I've been running some tests with Claude Code on a few ARM-based dev boards (Cortex-M33 with TrustZone) to see how it handles persistent agent-like behavior. The core question that came up during my firmware analysis session was: when I close the chat, does the access I granted it actually terminate?
From what I can see in the activity logs and by monitoring the processes on my edge device, Claude Code's access appears to be strictly session-bound. Once the session ends, there's no lingering daemon or background process that maintains the SSH connection or file system access I granted. The access tokens or temporary credentials generated for the session should be invalidated.
However, there's an important nuance when you're working with embedded systems or deployment scripts.

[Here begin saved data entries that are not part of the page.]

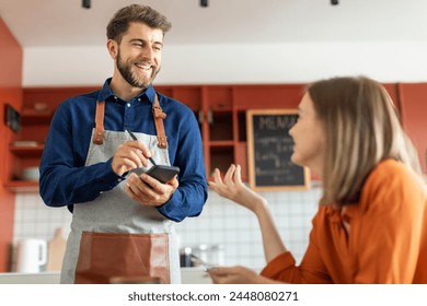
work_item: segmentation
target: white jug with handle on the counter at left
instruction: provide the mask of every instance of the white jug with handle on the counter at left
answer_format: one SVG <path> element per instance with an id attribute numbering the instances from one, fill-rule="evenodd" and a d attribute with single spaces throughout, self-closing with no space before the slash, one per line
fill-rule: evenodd
<path id="1" fill-rule="evenodd" d="M 19 242 L 16 249 L 16 272 L 37 273 L 47 261 L 46 240 L 25 238 Z"/>

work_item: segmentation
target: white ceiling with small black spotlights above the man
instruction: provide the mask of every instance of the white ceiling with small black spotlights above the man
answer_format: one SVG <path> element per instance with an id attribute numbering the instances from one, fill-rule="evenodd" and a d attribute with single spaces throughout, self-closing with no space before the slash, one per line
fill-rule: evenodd
<path id="1" fill-rule="evenodd" d="M 173 26 L 165 43 L 426 42 L 427 0 L 0 0 L 0 16 L 25 47 L 100 46 L 113 13 L 149 4 Z"/>

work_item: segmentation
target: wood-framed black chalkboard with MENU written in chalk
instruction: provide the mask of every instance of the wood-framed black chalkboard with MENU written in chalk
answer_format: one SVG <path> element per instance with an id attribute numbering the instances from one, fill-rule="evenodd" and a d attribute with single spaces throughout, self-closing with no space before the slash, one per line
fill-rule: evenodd
<path id="1" fill-rule="evenodd" d="M 308 189 L 309 169 L 293 164 L 290 128 L 296 109 L 247 110 L 250 186 L 254 190 Z"/>

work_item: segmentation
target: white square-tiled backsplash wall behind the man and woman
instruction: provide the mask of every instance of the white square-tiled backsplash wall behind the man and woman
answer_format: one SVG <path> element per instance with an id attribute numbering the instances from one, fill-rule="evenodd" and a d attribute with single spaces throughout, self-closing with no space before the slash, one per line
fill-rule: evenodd
<path id="1" fill-rule="evenodd" d="M 311 219 L 321 189 L 259 192 L 268 200 L 276 225 L 287 248 L 299 262 L 308 245 Z M 67 208 L 48 208 L 37 193 L 18 193 L 15 201 L 14 245 L 21 238 L 50 239 L 55 229 L 69 234 L 71 213 Z M 252 212 L 209 191 L 203 213 L 176 224 L 181 247 L 219 245 L 223 264 L 241 264 L 255 270 L 265 266 L 257 221 Z"/>

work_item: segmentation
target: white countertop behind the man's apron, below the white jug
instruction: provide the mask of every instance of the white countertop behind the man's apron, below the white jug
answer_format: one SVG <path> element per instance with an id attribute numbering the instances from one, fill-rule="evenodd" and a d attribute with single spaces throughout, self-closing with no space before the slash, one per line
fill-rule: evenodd
<path id="1" fill-rule="evenodd" d="M 203 268 L 181 268 L 183 284 L 210 284 L 211 280 Z M 58 284 L 59 272 L 0 273 L 0 284 Z"/>

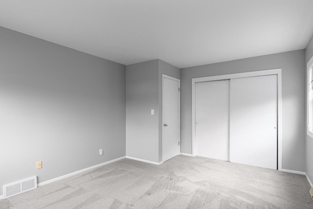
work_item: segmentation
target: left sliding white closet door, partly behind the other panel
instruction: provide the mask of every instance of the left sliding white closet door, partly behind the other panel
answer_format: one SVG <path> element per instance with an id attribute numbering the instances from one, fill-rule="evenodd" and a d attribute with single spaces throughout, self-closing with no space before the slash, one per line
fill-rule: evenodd
<path id="1" fill-rule="evenodd" d="M 228 161 L 229 80 L 196 83 L 196 155 Z"/>

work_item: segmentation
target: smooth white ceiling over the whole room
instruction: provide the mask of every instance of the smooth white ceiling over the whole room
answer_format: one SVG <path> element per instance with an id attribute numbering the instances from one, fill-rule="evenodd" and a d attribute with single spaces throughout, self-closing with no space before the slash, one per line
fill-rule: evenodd
<path id="1" fill-rule="evenodd" d="M 0 26 L 124 65 L 179 68 L 303 49 L 313 0 L 0 0 Z"/>

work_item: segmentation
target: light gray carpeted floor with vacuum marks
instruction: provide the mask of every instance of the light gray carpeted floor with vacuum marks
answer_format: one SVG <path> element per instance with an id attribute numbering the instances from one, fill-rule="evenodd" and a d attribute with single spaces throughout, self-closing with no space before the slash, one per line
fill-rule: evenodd
<path id="1" fill-rule="evenodd" d="M 16 209 L 313 209 L 303 175 L 179 155 L 121 161 L 0 200 Z"/>

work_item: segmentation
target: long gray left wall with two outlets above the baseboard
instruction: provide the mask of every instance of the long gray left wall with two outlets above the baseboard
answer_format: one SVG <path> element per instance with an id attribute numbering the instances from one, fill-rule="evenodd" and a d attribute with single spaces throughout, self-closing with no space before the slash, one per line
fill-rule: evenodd
<path id="1" fill-rule="evenodd" d="M 125 68 L 0 27 L 0 186 L 125 156 Z"/>

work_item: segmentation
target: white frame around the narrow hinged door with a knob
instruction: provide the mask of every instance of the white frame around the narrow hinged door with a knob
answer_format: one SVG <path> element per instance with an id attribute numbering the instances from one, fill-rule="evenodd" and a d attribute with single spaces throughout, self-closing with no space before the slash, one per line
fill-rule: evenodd
<path id="1" fill-rule="evenodd" d="M 174 80 L 174 81 L 178 81 L 178 83 L 179 83 L 179 135 L 178 135 L 178 137 L 179 137 L 179 154 L 180 154 L 180 80 L 179 79 L 177 79 L 177 78 L 174 78 L 174 77 L 171 77 L 171 76 L 169 76 L 169 75 L 165 75 L 165 74 L 162 74 L 162 162 L 164 162 L 164 158 L 163 158 L 163 151 L 164 151 L 164 149 L 163 149 L 163 132 L 164 132 L 164 78 L 167 78 L 167 79 L 171 79 L 171 80 Z"/>

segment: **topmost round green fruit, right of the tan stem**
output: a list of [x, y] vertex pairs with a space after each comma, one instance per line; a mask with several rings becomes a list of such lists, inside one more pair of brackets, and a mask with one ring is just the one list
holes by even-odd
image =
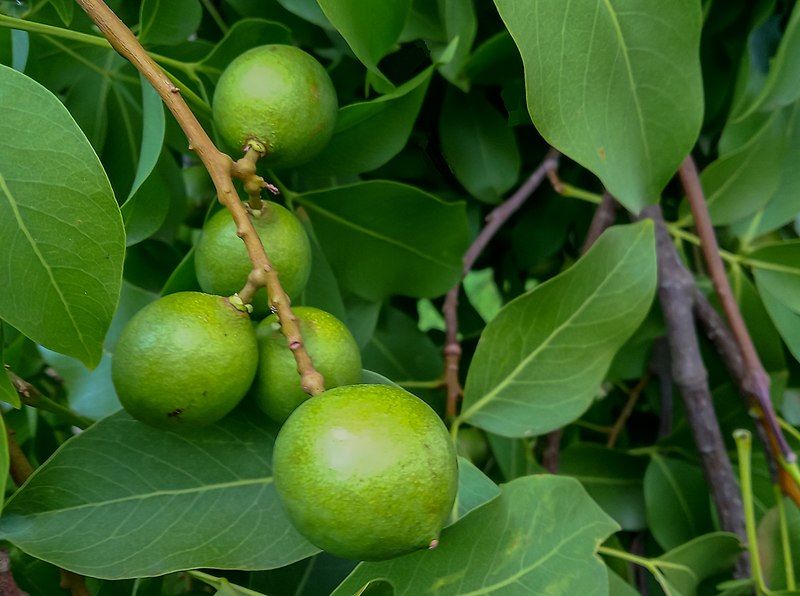
[[[248, 50], [222, 73], [214, 123], [232, 150], [248, 140], [266, 148], [270, 167], [308, 161], [330, 141], [338, 101], [331, 78], [310, 54], [272, 44]], [[235, 154], [235, 153], [234, 153]]]

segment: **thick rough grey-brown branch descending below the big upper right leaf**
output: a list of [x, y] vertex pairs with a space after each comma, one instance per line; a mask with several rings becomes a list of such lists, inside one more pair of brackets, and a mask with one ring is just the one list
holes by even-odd
[[[686, 406], [686, 419], [692, 429], [720, 525], [746, 540], [744, 509], [725, 442], [719, 428], [708, 374], [700, 354], [700, 344], [692, 318], [694, 277], [683, 266], [667, 232], [658, 205], [642, 211], [655, 223], [658, 262], [658, 295], [667, 327], [672, 377]], [[742, 557], [737, 577], [749, 577], [749, 562]]]

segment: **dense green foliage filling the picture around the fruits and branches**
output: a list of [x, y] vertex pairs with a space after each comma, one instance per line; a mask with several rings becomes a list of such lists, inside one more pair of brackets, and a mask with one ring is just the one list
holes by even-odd
[[[446, 420], [458, 494], [437, 548], [345, 560], [290, 522], [273, 482], [279, 427], [255, 400], [188, 433], [120, 411], [122, 330], [160, 296], [200, 290], [196, 248], [221, 207], [161, 98], [78, 5], [0, 0], [0, 586], [800, 593], [800, 509], [779, 486], [800, 494], [797, 467], [774, 443], [754, 440], [751, 453], [743, 433], [734, 441], [736, 429], [763, 430], [739, 395], [744, 365], [703, 333], [692, 360], [675, 340], [677, 286], [663, 283], [674, 246], [692, 274], [678, 315], [693, 329], [695, 284], [719, 306], [675, 178], [691, 154], [713, 256], [800, 450], [800, 4], [108, 4], [227, 151], [212, 100], [237, 56], [293, 44], [325, 67], [339, 104], [330, 142], [305, 163], [293, 154], [291, 168], [259, 170], [308, 235], [310, 275], [293, 304], [346, 323], [361, 382], [399, 385]], [[463, 271], [487, 215], [515, 199]], [[452, 365], [456, 329], [443, 307], [459, 284], [463, 396], [448, 417], [443, 352]], [[181, 374], [230, 372], [208, 354], [207, 369]], [[698, 413], [703, 392], [713, 408]], [[22, 486], [26, 460], [37, 469]], [[733, 500], [713, 474], [740, 483]]]

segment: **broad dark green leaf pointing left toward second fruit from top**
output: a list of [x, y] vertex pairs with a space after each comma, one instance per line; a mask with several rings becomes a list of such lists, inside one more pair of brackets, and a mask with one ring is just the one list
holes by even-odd
[[432, 298], [458, 280], [468, 242], [463, 203], [382, 180], [295, 198], [340, 285], [370, 300]]

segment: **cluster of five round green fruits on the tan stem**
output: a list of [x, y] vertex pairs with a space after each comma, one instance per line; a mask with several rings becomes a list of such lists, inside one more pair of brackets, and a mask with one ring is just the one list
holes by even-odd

If Claude Code *writes* a script or config file during the session that contains credentials, or modifies a service to auto-start, that change persists on *your system*. The access itself is gone, but any artifacts left behind certainly remain.
For example, if you let it write a deployment script:
```bash
#!/bin/bash
# Deployment script created during Claude Code session
REMOTE_HOST="192.168.1.105"
SSH_KEY_PATH="/home/user/.ssh/deploy_key"
scp -i $SSH_KEY_PATH firmware.bin user@$REMOTE_HOST:/tmp/
```
That file stays on your machine after the session closes. The key (`deploy_key`) would also persist if it was created and saved to disk. So while Claude Code's active access drops, the environmental modifications it made do not roll back.
I'm curious if others have done deeper testing—especially around cached credentials in development environments. Has anyone monitored network connections or process trees after a session ends to confirm there are no orphaned connections?